Cassazione penale, sez. IV, 17 gennaio 2013, n. 2568
Un conducente viene condannato in primo grado e in appello per il reato di guida in stato di ebrezza, in quanto i giudici di merito desumevano dalla grave portata dell’incidente causato nonché dall’alito vinoso riscontrato dalle forze dell’ordine intervenute sul posto, elementi idonei e sufficienti a ritenere integrata la fattispecie incriminatrice de qua.
Il nuovo art. 186, comma 2, Cds, prevede un doppio regime sanzionatorio: se il tasso alcolemico rilevato si attesta tra 0,5 g/l e tra 0,8 g/l, il guidatore deve essere sanzionato unicamente in via amministrativa; diversamente, allorquando il tasso alcolemico risulti superiore a 0,8 g/l permane anche nella nuova formulazione normativa la configurabilità del reato di guida in stato di ebrezza.

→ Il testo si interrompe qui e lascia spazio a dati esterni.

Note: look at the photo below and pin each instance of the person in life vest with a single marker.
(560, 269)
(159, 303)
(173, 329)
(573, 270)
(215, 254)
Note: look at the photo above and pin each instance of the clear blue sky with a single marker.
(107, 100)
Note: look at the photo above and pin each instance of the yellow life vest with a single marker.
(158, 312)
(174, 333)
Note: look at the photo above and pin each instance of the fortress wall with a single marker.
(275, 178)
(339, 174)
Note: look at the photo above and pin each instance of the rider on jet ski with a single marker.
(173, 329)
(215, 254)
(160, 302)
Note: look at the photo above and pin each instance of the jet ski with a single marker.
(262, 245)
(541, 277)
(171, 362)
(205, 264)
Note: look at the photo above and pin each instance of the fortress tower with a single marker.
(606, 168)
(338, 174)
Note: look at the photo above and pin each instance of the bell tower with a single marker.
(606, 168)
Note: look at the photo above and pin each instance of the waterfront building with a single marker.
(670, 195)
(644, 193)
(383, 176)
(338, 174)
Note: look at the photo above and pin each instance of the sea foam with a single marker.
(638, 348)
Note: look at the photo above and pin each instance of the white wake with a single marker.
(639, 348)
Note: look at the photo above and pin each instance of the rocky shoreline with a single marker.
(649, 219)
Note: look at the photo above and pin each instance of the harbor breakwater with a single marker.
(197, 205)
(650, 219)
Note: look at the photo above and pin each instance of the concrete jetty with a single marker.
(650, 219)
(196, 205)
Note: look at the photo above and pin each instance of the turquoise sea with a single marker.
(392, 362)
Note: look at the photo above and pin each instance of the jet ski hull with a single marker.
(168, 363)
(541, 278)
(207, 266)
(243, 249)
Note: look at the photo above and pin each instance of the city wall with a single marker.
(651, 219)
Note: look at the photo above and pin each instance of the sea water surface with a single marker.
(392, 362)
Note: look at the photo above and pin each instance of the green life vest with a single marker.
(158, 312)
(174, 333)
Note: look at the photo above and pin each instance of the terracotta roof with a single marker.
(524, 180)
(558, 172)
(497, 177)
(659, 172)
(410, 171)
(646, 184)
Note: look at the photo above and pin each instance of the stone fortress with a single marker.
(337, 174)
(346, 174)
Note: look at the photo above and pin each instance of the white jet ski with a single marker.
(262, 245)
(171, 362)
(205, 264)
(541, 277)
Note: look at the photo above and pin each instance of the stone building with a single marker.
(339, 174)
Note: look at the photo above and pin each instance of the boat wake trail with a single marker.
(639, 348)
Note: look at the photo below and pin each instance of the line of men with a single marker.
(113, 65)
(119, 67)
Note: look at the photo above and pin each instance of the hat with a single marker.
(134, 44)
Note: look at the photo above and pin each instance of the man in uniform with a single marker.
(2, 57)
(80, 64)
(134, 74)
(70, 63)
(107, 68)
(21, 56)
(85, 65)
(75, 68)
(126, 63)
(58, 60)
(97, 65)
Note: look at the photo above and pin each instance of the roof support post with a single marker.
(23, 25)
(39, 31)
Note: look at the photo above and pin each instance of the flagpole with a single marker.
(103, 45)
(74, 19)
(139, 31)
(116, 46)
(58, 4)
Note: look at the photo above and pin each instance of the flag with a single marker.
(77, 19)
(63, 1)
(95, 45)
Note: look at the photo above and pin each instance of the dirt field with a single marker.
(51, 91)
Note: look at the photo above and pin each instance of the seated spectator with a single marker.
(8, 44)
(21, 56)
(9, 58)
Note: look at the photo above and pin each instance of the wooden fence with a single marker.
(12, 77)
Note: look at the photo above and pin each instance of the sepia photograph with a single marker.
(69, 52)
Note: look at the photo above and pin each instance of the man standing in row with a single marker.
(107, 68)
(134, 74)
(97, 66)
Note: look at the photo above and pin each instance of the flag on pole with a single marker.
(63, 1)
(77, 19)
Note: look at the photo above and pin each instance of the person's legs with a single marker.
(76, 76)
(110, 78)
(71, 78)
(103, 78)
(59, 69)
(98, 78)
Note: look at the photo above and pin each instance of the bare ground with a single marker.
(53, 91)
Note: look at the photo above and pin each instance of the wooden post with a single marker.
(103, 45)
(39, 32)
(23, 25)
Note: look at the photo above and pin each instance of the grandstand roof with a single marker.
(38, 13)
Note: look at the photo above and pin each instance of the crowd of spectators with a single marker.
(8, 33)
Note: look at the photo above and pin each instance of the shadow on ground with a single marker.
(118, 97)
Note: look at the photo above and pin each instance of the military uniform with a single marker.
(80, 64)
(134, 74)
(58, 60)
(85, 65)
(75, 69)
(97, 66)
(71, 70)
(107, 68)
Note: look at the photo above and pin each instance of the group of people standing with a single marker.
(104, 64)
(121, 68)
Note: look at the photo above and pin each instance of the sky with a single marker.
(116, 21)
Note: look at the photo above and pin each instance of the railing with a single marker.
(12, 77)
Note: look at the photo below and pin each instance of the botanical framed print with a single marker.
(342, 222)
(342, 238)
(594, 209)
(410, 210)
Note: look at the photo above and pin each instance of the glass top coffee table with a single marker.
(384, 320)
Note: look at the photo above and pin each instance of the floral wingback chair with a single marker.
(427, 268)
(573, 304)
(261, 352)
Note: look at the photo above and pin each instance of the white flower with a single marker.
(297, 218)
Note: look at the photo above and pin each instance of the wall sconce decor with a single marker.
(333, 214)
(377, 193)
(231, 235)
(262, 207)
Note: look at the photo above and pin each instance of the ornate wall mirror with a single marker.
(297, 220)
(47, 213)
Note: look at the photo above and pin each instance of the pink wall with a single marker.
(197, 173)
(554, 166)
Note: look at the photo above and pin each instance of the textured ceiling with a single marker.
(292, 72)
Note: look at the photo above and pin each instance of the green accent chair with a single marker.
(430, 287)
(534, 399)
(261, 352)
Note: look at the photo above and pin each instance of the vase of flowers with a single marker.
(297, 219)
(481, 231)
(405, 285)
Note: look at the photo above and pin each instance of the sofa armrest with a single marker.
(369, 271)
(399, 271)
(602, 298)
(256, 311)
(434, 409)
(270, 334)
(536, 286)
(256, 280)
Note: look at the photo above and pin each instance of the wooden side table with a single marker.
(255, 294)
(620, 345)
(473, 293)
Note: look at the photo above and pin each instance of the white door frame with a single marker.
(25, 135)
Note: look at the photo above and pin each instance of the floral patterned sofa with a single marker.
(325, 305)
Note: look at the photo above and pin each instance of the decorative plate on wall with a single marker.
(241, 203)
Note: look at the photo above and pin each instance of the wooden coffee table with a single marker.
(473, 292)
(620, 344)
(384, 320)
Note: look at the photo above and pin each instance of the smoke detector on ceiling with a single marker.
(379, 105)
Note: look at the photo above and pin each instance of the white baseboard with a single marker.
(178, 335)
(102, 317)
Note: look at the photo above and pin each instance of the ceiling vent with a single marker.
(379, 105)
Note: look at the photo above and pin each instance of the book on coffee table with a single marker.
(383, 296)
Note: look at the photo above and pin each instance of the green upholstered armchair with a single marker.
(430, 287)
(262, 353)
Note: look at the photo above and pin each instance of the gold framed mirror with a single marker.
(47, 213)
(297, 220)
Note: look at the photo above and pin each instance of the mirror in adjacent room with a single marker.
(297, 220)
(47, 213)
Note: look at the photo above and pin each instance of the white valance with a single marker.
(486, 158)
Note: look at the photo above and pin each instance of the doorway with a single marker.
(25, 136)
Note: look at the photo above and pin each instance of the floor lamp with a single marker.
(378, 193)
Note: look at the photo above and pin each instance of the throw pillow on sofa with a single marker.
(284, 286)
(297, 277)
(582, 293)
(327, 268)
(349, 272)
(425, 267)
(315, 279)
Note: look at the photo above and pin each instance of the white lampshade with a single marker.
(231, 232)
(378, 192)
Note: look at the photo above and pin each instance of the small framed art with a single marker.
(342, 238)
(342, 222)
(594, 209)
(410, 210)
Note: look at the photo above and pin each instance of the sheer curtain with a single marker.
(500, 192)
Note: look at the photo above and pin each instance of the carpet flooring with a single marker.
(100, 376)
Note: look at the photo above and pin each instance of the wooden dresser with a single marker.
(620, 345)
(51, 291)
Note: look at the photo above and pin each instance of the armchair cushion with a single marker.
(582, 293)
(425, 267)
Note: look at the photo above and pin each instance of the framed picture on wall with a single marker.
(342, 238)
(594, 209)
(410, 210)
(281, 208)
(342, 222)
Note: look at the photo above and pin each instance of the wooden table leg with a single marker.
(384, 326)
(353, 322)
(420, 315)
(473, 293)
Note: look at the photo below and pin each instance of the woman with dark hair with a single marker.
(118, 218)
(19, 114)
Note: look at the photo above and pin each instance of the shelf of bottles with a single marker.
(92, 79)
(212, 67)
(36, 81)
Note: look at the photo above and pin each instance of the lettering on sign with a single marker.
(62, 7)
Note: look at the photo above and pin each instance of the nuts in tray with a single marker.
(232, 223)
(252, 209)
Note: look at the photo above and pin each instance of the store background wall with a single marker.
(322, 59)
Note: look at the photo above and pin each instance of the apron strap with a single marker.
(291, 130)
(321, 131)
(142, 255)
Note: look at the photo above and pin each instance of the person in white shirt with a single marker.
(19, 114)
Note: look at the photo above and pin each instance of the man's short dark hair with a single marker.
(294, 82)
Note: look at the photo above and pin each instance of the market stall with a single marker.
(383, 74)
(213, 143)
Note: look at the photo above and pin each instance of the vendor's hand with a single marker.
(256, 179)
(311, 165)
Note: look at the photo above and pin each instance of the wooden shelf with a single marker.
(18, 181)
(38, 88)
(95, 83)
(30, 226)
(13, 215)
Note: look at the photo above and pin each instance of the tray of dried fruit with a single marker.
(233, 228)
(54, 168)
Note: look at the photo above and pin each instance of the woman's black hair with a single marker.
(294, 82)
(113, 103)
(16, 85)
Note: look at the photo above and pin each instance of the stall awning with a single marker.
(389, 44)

In più di un’occasione la Cassazione (sez. IV, n. 6889/2011, n. 28787/2011) ha affermato che è possibile l’accertamento dello stato di ebrezza del conducente su base sintomatica, ovvero in assenza della necessaria strumentazione tecnica. Tuttavia, pur quando risulti accertato il superamento della soglia minima stabilita dalla legge (0,5 g/l), si presume che la condotta dell’agente configuri un mero illecito amministrativo, a meno che “non sia possibile affermare, oltre ogni ragionevole dubbio, che la condotta dell’agente rientri nell’ambito di una delle ipotesi che secondo la legge conservano rilievo penale”.
L’applicazione del principio del favor rei conduce dunque la Cassazione a rigettare la sentenza impugnata, soprattutto in considerazione della circostanza che la fattispecie normativa citata (art. 186 Cds) sanziona diversamente la condotta dell’agente, in via amministrativa o in via penale, in base ad una lieve differenziazione dell’entità del tasso alcolemico, il cui accertamento si presenta difficoltoso, se non improbabile, allorquando viene effettuato prendendo in esame unicamente elementi sintomatici e non criteri certi e determinati dalla legge.